Things seemed in such a bad way that Nance had about decided to lay the matter before Mrs. Purdy, when Dan brought the disconcerting news that Mrs. Purdy had taken her brother south for the rest of the winter, and that there would be no more visits to the little house in Butternut Lane.

So Nance, not knowing anything better to do, continued to sit night after night on her stool behind the hot stove, sewing on buttons. Thirty-six buttons meant four cents, four cents meant a loaf of bread—a stale loaf, that is.

“Your little fingers vill git ofer bein’ sore,” Mrs. Lavinski assured her. “I gif you alum water to put on ‘em. Dat makes ‘em hard.”

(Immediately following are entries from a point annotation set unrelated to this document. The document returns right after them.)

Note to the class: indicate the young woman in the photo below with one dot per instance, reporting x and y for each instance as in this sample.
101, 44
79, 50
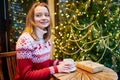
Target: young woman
33, 47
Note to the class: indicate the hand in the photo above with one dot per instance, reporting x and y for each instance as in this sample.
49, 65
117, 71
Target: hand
63, 67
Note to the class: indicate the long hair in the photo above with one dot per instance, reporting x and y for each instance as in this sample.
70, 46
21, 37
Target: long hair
30, 24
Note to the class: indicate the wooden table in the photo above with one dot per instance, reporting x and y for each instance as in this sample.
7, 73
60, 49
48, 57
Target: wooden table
79, 74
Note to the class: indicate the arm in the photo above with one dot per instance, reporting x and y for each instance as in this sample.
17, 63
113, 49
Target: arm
25, 65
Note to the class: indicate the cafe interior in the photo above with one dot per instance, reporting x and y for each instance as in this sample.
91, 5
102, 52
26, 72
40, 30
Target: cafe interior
82, 30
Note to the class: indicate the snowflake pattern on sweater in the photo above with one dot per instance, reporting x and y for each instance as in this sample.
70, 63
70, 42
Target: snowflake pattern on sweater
34, 59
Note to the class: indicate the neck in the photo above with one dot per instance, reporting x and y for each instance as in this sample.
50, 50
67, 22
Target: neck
40, 32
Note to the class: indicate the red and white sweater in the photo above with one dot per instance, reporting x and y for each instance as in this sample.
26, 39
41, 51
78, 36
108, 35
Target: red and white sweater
33, 59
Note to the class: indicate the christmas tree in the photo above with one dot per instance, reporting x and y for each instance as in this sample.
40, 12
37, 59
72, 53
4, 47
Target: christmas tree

They not only became hard; they became quick and accurate, and Nance got used to the heat and the smell, and she almost got used to the backache. It was sitting still and being silent that hurt her more than anything else. Mr. Lavinski did not encourage conversation, —it distracted the workers, —and Nance’s exuberance, which at first found vent in all sorts of jokes and capers, soon died for lack of encouragement. She learned, instead, to use all her energy on buttons and, being denied verbal expression, she revolved many things in her small mind. The result of her thinking was summed up in her speech to her stepmother at the end of the first week.